I’ve declined to use NoScript for a long time, because in 2010, the Internet just doesn’t work without JavaScript. It would be like me trying to avoid surveillance cameras in public, or trying to avoid using WiFi because I didn’t trust it. But I’ve just had a mini-rebellion. There is so much crap on pages. A page pulls in JavaScript tags from a half-dozen sites, and each of those pulls in more scripts that all make calls all over the place. I have a pretty fast computer and keep Firefox locked down, so when a page is able to lock up Firefox for a moment, something is really wrong.

So I’m browsing the web on my terms now. NoScript blocks just about all JavaScript and I’m starting to selectively whitelist. I did permit Google Analytics.

The other great thing about NoScript is that it blocks Flash by default. I like Flash for things like videos. But Flash is also insidious in its use of persistent cookies that your browser doesn’t control. Using Adobe’s site to view saved Flash cookies, I have a ton, mostly from sites I’ve never even heard of. I deleted content from all of them, but also don’t permit Flash to run by default.

The Internet looks pretty crappy now, but right now I prefer that to sites that are crappy.

Overclocking

When I put together my system, I picked the i7-930 because Microcenter offered it for less than the i7-920. Both are practically the same processor; the i7-920 is 2.66 GHz and mine is 2.8 GHz. Both are legendary for their ability to be overclocked. I didn’t necessarily run with the overclocking crowd, but I’ve always had in the back of my mind that it could be done.
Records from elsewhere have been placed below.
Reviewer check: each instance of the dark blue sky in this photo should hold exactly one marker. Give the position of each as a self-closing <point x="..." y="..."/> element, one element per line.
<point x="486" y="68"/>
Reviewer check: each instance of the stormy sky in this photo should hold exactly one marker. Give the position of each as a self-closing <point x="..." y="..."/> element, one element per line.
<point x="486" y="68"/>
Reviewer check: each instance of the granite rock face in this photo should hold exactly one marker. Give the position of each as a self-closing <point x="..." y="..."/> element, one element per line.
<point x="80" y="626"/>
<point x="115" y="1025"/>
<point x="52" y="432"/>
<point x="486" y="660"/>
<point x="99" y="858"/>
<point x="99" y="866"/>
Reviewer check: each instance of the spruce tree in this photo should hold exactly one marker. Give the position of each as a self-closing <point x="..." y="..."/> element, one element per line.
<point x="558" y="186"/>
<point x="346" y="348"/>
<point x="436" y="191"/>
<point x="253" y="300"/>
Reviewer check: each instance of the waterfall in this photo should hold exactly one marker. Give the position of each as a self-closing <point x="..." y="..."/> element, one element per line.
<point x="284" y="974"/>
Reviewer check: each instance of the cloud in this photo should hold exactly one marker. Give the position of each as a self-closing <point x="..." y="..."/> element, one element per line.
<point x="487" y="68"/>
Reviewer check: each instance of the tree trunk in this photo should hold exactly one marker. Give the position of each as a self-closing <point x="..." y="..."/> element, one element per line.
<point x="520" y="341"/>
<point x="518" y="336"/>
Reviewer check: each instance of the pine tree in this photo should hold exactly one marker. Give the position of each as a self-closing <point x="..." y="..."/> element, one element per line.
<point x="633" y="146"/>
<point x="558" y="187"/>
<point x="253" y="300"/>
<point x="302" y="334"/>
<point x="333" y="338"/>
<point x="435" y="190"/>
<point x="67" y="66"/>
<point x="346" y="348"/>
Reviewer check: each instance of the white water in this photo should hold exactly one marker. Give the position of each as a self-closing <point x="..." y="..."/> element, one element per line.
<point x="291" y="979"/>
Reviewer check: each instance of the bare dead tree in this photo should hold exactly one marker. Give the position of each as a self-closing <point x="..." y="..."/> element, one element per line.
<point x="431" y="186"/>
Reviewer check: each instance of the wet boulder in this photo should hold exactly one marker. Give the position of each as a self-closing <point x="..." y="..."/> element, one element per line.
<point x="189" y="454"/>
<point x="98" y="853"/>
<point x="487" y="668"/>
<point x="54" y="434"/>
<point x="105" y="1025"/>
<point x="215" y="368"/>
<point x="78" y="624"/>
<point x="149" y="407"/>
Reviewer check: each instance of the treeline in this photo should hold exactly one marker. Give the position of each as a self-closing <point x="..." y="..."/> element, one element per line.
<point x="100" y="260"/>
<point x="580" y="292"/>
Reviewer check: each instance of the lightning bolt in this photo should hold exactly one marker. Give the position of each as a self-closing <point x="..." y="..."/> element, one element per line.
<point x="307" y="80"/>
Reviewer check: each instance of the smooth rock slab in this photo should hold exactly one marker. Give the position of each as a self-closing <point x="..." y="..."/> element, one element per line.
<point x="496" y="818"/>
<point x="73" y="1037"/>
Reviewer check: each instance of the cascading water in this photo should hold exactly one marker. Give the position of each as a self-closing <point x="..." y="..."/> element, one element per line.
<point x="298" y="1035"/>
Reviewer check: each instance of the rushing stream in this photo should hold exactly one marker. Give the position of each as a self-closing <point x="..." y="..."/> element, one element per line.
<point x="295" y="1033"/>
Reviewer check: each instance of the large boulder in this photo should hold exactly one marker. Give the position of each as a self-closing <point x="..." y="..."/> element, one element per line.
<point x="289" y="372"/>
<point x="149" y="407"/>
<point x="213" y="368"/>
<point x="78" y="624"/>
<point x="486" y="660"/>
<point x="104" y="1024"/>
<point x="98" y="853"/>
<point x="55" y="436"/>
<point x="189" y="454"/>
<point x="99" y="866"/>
Last night I ran into some forum posts with people complaining that they “only” got to 4.1 GHz with my processor/cooler combination before they started hitting stability issues.

I don’t want to push things that hard, especially when I’m concerned about whether my CPU cooler is working at full efficiency. (I want to pick up some thermal grease and remount it.) But I was bit by the bug.

I can’t actually change the multiplier of my processor — it’s fixed at 21x the base clock frequency. But the base clock is trivial to change. I made sure all the thermal monitoring and auto-shutoffs were enabled and bumped it up from 133 MHz to 150MHz. And presto! I’m running a bit hot now, but one simple change and:

I’m not certain why it’s reported as a Xeon; it’s not. But the clock speed is accurate. When I get around to trying to remount the cooler, I think I’m going to have a go at the 4 GHz barrier, though I don’t want to run too far out of spec.